The Death of the Telephone Call: 1876–2007 - Hooke
http://www.slate.com/articles/life/the_next_20/2016/09/what_s_lost_when_telephone_calls_disappear.html
======
tacostakohashi
I think this is another example of popularity and commoditization eventually
destroying something.

First, telephones start out as expensive, only available in big cities. I'm
not old enough to remember this, but I suspect it would have been an exclusive
and prestigious club.

Eventually, telephones get widespread, and cheaper - I'm thinking like mid
90s, before mobile phones became mass market. This was "peak telephone", and
it's what I remember from my youth. It was actually pretty good! As the author
says, you could casually call your friends without seeming intrusive or
clingy, and you could call most business or government agencies and talk to
staff, getting quick responses to inquiries from knowledgeable people.

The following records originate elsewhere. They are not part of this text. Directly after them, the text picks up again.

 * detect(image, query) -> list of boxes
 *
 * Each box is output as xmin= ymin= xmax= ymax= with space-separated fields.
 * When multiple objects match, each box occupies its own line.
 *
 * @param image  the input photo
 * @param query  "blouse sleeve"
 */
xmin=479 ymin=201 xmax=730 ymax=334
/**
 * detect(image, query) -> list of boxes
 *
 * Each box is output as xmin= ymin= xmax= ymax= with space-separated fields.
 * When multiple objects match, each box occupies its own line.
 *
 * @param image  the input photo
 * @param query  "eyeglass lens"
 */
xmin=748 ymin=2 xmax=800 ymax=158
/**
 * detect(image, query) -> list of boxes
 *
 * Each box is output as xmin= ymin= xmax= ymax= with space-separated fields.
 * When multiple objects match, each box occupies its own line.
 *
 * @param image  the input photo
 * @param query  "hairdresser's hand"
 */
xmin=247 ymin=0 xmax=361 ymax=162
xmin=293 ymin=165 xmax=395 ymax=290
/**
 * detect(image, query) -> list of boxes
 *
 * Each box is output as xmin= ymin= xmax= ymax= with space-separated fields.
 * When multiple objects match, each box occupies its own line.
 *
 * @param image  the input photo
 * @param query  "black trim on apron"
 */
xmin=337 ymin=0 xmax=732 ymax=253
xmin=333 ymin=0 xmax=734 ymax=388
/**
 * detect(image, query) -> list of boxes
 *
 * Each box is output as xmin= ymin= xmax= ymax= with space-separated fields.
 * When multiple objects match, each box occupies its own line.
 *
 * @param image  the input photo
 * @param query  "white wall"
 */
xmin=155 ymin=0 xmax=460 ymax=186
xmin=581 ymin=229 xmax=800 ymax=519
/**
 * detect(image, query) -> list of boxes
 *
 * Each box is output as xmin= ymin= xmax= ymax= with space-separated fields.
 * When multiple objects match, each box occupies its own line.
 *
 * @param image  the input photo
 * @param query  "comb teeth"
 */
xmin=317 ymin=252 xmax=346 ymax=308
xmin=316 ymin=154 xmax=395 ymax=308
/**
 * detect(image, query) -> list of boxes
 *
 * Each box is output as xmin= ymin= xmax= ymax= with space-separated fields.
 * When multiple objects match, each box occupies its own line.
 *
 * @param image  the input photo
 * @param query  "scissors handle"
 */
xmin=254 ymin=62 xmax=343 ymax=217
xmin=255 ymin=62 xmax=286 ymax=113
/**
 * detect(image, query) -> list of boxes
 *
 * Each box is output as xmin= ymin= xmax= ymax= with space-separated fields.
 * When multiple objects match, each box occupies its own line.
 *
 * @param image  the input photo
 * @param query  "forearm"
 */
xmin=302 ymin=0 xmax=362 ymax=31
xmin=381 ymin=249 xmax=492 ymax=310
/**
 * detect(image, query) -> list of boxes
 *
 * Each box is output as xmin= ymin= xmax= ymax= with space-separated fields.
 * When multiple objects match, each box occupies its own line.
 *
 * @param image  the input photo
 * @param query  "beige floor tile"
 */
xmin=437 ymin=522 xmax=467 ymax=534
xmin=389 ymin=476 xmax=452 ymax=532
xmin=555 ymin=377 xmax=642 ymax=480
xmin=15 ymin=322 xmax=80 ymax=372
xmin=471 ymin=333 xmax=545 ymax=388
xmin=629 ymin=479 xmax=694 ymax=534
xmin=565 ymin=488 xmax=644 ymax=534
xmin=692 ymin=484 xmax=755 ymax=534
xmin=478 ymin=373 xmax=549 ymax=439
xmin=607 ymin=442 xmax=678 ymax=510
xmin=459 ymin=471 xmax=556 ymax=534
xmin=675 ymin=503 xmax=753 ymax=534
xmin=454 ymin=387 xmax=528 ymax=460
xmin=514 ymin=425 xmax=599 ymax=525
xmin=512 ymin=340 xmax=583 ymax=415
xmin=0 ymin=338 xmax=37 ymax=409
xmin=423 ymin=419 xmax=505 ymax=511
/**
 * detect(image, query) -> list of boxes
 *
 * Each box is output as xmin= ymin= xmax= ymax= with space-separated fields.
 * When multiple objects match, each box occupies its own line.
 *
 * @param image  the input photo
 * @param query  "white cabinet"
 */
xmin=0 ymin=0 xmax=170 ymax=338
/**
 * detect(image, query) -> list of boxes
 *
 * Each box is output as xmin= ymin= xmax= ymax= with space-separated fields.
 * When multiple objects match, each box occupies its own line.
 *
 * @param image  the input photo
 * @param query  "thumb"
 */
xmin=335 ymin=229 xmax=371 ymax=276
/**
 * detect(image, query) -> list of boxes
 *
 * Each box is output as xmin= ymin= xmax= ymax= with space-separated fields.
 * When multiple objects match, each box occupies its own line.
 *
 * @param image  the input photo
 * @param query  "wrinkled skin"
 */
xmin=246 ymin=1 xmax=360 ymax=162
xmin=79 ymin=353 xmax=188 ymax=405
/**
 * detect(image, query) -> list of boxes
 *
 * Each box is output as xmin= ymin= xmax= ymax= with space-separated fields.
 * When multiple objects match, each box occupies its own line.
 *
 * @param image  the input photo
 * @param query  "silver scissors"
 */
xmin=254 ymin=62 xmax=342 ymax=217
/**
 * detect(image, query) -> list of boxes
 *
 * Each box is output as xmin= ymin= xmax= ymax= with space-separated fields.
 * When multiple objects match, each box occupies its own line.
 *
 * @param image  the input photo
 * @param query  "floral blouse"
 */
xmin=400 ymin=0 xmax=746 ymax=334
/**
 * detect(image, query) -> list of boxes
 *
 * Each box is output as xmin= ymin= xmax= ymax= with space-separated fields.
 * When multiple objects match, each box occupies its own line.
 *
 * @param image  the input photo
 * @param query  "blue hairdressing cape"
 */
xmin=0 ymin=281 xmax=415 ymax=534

Towards
the end of this era, you have lots of information lines for time, weather,
movies, phone banking services, etc.

Around this time, call centers are introduced - if you call a business or
government agency, you don't end up talking to some knowledgeable subject
matter expert about some topic, you talk to a call center operator who has a
script, and if it's anything non-trivial, tries to transfer you, call back, or
generally mess you around.

At this point, the phone network is so cheap, with so many subscribers that
the temptation to abuse it to sell things to people is irresistible. Robo-
dialling, answering machines, caller ID, and the Do Not Call registry are all
introduced to the system, in a nuisance call arms race between callers and
callees.

The call centers go to India, and the Philippines. The call center operators
get placed behind a interactive voice response system (IVR). Now, it's pretty
much impossible to get anything useful done by phone. Landlines are
disconnected, people have voice numbers on their mobile devices, but refuse to
answer calls from numbers that aren't in their address book.

Unfortunately, this seems to be the fundamental nature of communications
networks - the story isn't much different for postal mail, fax, email, usenet,
facebook. Success seems to kill the network in the end.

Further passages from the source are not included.